Cecilia Ruiz will be the student commencement speaker for the virtual Dec. 6 graduation recognition ceremony honoring all 2020 Northern Michigan University graduates. With the COVID-19 pandemic, NMU is offering one comprehensive celebration for May, August and December graduates. The ceremony will begin at 3 p.m.
“The general theme of my speech is that 2020 has been the most trying year of many people's lives,” said Ruiz. “As a class, we have managed to make it through those tough times, still managing to come out with our respective degrees—which was no easy feat.”
A native of Ludington, Mich., Ruiz entered NMU in 2016 as a first-generation college student and NMU Honors Program participant. In addition to academics, she came to train in the sport of weightlifting at the NMU U.S. Olympic Training Site.
Ruiz was accepted to the McNair Scholars Program in her sophomore year. She conducted research under the direction of Psychological Science Department Head and Professor Adam Prus. The subject of Ruiz's research was how to create medications for schizophrenia patients that do not have as many negative side effects as the current ones. Ruiz's research assessed the effects of chronic oxytocin dosage on spatial memories.

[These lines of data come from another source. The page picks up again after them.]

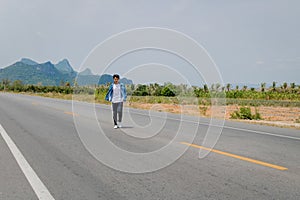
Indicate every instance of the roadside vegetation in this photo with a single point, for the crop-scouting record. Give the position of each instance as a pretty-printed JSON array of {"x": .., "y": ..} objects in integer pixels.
[{"x": 245, "y": 99}]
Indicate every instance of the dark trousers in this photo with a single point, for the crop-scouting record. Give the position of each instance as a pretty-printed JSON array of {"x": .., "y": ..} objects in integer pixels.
[{"x": 117, "y": 111}]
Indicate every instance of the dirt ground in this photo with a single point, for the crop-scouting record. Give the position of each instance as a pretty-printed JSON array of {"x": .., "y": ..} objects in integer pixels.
[{"x": 276, "y": 116}]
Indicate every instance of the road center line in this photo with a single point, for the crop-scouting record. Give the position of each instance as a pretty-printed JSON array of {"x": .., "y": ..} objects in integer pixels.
[
  {"x": 37, "y": 185},
  {"x": 71, "y": 113},
  {"x": 237, "y": 156}
]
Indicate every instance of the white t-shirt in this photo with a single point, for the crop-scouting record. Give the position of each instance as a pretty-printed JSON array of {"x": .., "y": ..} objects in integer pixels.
[{"x": 117, "y": 93}]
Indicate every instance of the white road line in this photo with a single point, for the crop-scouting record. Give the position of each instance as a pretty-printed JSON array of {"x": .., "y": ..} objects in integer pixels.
[
  {"x": 37, "y": 185},
  {"x": 227, "y": 127}
]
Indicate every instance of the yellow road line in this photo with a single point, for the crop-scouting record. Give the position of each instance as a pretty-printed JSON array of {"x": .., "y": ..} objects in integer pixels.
[
  {"x": 237, "y": 156},
  {"x": 71, "y": 113}
]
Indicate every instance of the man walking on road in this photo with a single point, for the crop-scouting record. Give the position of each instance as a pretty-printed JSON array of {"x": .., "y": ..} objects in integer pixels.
[{"x": 117, "y": 95}]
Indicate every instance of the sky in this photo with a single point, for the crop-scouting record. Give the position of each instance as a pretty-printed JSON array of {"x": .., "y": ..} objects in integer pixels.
[{"x": 250, "y": 41}]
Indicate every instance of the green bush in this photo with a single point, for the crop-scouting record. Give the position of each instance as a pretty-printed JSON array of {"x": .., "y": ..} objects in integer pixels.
[{"x": 245, "y": 113}]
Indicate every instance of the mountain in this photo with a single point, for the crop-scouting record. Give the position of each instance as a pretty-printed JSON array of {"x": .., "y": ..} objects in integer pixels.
[
  {"x": 64, "y": 67},
  {"x": 86, "y": 72},
  {"x": 28, "y": 61},
  {"x": 126, "y": 81},
  {"x": 31, "y": 72}
]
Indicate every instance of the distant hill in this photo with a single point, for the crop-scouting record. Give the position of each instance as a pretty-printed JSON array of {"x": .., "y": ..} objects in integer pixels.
[
  {"x": 28, "y": 61},
  {"x": 86, "y": 72},
  {"x": 31, "y": 72},
  {"x": 64, "y": 67}
]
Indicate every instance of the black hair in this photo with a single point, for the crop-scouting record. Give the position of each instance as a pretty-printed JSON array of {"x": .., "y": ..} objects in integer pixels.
[{"x": 116, "y": 76}]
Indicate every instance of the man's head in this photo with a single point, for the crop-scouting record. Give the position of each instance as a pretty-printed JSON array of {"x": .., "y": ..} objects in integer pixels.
[{"x": 116, "y": 78}]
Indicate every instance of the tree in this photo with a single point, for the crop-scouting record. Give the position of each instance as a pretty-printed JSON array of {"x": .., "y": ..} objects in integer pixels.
[
  {"x": 274, "y": 86},
  {"x": 205, "y": 87},
  {"x": 228, "y": 86},
  {"x": 5, "y": 83},
  {"x": 263, "y": 87},
  {"x": 284, "y": 86},
  {"x": 166, "y": 91}
]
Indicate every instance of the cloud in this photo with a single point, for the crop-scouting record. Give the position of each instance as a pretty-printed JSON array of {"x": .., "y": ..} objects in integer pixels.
[{"x": 260, "y": 62}]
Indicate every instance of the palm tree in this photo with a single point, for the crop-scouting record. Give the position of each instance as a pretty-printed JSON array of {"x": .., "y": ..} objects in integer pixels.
[
  {"x": 284, "y": 86},
  {"x": 274, "y": 86},
  {"x": 228, "y": 86},
  {"x": 205, "y": 87},
  {"x": 263, "y": 86}
]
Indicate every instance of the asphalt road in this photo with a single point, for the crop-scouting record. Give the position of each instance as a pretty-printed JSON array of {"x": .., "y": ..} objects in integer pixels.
[{"x": 247, "y": 162}]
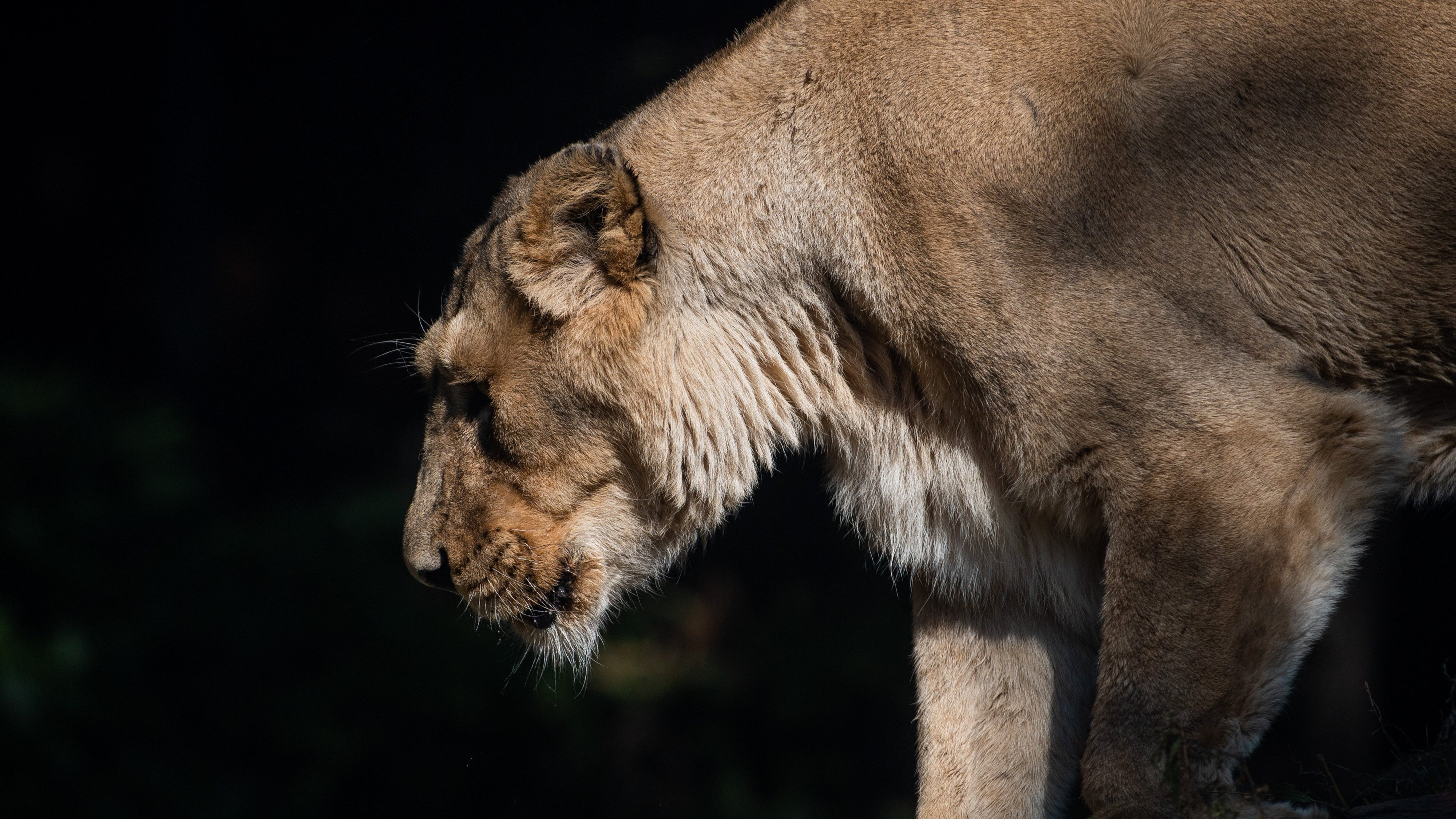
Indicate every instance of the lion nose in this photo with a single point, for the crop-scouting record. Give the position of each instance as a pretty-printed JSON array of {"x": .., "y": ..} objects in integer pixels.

“My McNair research was an amazing, pivotal experience in that it taught me that while I could do scientific research and be quite successful, it was not what I wanted to do for the rest of my life. For about one year, I worked in my lab every single day, as I worked with live animals. It was the hardest work I have ever done—researchers are truly another breed.”
Ruiz presented her research at the University of Maryland, the University of California, Los Angeles and multiple times at NMU. In 2019, she was the overall winner and the People's Choice award winner of the McNair portion of the Three Minute Thesis competition.
“In the sixth grade, I decided that I needed to start looking into future career paths,” she said. “After a lot of research, I settled on the goal of being a neurosurgeon. We know more about the oceans than we do about our own brains. However, I was mostly drawn to it because at this time in my life a few of my family members died of strokes, other brain injuries and even Alzheimer's disease.
“When I asked the doctors why they were dying, the doctors replied that it was because they didn't know how to fix it. Personally, I didn't like that answer, so I decided that I would be the one to figure it out. So, I have been riding the same dream since the sixth grade and it has never faltered.”
Ruiz spent four years studying cellular molecular neuroscience, but switched to general biology with a mathematics minor because it allowed her to graduate sooner and gave her a full year to focus on the medical school application process. She graduated in May 2020 and has been living in Marquette and working retail while applying to medical school.
Though she retired as a competitive athlete due to injury, Ruiz said she continues to train daily and keeps in mind the many lessons about both lifting and life she learned from her coach, Vance Newgard.